На этом психологическом фоне Кузмин впервые попадает на "Башню" Вячеслава Иванова, то есть в самый центр петербургского литературного мира. Впервые это произошло 18 января 1906 года, когда на "среде" читался реферат Л. Галича (Габриловича) о соотношении религии и мистики, показавшийся Кузмину "длиннейшим и скучнейшим". Да и на хозяев "Башни" он произвел (во всяком случае, на Л. Д. Зиновьеву-Аннибал) неблагоприятное впечатление. Можно предположить, что Кузмин высказал какие-то свои взгляды на события революции и был ею сразу зачислен в "черносотенные поэтишки". Но зато на этом вечере Кузмин познакомился с Брюсовым и его внимание сразу же привлек. Из дневниковой записи мы знаем, что на "среде" Кузмин ничего не читал и попал в поле зрения московского поэта и фактического редактора журнала "Весы" как автор "Зеленого сборника". Но уже при первой более интимной встрече определилось, что визитной карточкой Кузмина сделались "Александрийские песни". Конечно, и "Крылья" были для определенного круга слушателей (еще не читателей) в известной степени притягательными, и совсем не исключено, что сопряженные потом Зинаидой Гиппиус с ними "Тридцать три урода" Л. Д. Зиновьевой-Аннибал были написаны под воздействием, хотя бы опосредованным, повести Кузмина, но Брюсов заинтересовался не ими.
20 января Кузмин записывает: "После обеда отправился к Каратыг<иным>, там были Нувель, Нурок, потом Брюсов, он очень приличен и не без charmes, только не знаю, насколько искрен. Тут были сплетни про "Руно", Иванова и Мережковского, он почему-то Юрашу <Ю. Н. Верховского> представлял совсем молодым и потом заявил, что думает, что журнальная деятельность мне менее по душе. Но "Алекс<андрийские> песни" будут в "Весах" не ранее апреля, положим, и если что вздумаю написать, чтобы прислал, и что "Весы" будут мне высылаться. Не знаю, насколько это верно, т<ак> к<ак> главной целью его было завербовать Юрашу". Относительно последнего Кузмин явно заблуждался, ибо вскоре после этого собрания Брюсов извещал своего соратника, издателя "Скорпиона" и "Весов" С. А. Полякова: "…нашел весь состав Зеленого Сборника, из которых Верховский и Кузмин могут быть полезны как работники в разных отношениях".
Именно с этого вечера началось постоянное и почти безоблачное сотрудничество Кузмина с крупнейшим и наиболее значительным журналом русского символизма.
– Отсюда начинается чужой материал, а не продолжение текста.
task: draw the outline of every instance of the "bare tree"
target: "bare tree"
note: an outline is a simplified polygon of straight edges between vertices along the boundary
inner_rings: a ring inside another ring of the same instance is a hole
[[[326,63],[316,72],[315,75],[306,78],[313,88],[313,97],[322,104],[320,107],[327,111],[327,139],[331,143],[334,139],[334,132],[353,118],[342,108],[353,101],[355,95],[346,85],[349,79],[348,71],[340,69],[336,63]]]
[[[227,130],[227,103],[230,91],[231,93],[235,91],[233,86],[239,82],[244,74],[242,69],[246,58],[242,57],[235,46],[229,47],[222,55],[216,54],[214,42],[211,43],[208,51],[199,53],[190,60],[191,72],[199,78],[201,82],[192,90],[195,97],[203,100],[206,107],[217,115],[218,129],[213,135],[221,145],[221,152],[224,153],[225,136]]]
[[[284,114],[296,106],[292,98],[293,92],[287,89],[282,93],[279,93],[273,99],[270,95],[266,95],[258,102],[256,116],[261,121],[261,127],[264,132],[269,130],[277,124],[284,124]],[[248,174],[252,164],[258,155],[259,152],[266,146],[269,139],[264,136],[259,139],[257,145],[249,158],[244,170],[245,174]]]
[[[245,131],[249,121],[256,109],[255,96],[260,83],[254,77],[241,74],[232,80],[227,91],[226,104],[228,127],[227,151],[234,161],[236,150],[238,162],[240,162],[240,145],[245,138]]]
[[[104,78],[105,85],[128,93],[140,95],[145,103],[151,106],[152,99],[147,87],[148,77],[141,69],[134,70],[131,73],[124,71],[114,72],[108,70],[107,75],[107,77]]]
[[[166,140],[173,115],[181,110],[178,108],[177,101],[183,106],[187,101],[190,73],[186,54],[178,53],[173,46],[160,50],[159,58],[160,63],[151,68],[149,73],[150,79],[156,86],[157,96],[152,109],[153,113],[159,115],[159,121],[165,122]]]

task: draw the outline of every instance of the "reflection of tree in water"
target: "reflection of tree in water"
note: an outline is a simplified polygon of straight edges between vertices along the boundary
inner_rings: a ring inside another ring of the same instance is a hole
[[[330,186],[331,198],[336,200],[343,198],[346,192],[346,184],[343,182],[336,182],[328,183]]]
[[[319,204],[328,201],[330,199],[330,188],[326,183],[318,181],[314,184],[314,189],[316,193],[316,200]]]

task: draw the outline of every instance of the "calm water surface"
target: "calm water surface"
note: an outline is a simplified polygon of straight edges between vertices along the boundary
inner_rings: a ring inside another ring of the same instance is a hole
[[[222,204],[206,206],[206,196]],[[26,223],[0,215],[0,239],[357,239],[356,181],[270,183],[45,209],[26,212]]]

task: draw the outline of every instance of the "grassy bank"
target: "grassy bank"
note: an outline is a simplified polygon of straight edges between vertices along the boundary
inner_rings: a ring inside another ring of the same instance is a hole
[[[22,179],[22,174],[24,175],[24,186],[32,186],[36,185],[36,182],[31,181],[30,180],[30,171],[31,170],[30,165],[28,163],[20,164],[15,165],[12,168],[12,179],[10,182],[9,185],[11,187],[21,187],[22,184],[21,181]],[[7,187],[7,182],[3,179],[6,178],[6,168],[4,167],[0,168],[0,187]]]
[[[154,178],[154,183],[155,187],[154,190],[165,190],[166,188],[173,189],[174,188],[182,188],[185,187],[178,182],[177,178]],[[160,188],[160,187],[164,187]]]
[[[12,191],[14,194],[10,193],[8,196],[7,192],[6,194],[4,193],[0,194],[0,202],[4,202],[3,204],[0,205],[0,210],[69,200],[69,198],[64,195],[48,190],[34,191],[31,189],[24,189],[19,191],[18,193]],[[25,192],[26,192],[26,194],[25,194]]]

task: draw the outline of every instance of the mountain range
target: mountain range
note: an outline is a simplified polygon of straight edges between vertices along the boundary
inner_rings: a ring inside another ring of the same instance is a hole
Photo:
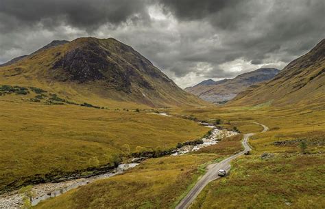
[[[230,105],[306,105],[325,102],[325,39],[273,79],[251,86]]]
[[[53,41],[0,66],[0,82],[42,87],[92,103],[206,104],[180,88],[131,46],[114,38]]]
[[[246,87],[269,80],[279,72],[279,70],[275,68],[260,68],[240,74],[233,79],[203,81],[193,87],[185,88],[184,90],[208,102],[224,103],[234,98]]]

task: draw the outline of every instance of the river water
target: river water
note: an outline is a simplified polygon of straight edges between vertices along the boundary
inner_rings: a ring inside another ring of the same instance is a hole
[[[166,113],[160,113],[160,115],[170,117]],[[218,143],[219,140],[224,137],[228,137],[238,134],[236,132],[228,131],[216,128],[215,126],[209,124],[202,124],[204,126],[213,128],[211,134],[207,137],[202,138],[203,143],[195,145],[185,145],[177,149],[172,156],[182,155],[189,152],[195,152],[202,148],[210,146]],[[125,170],[133,168],[139,163],[121,164],[115,169],[106,173],[100,174],[89,178],[79,178],[58,183],[40,184],[33,186],[32,190],[35,192],[35,197],[32,201],[32,205],[36,206],[40,201],[50,197],[59,196],[68,191],[91,183],[95,180],[105,179],[117,174],[123,173]],[[0,208],[19,208],[23,203],[23,196],[19,191],[10,192],[0,195]]]

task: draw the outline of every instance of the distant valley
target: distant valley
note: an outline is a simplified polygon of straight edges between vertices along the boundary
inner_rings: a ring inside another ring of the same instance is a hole
[[[279,72],[276,68],[261,68],[240,74],[232,79],[203,81],[184,90],[206,101],[224,104],[236,97],[248,87],[273,79]]]

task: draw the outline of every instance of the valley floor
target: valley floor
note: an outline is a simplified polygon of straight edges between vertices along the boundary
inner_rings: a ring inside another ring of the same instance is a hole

Опоздав к его началу, в момент наибольшего расцвета популярности Кузмин оказался среди тех, на кого Брюсов возлагал особенно большие надежды. Не случайно он не раз защищал Кузмина от критики, благожелательно (хотя далеко не всегда безошибочно; именно ему принадлежит сомнительная честь приложения к поэзии Кузмина французской поговорки: "Его стакан мал, но он пьет из своего стакана", которая до сих пор как бы носится в воздухе при разговоре о Кузмине) рецензировал его произведения, вел дружественную переписку.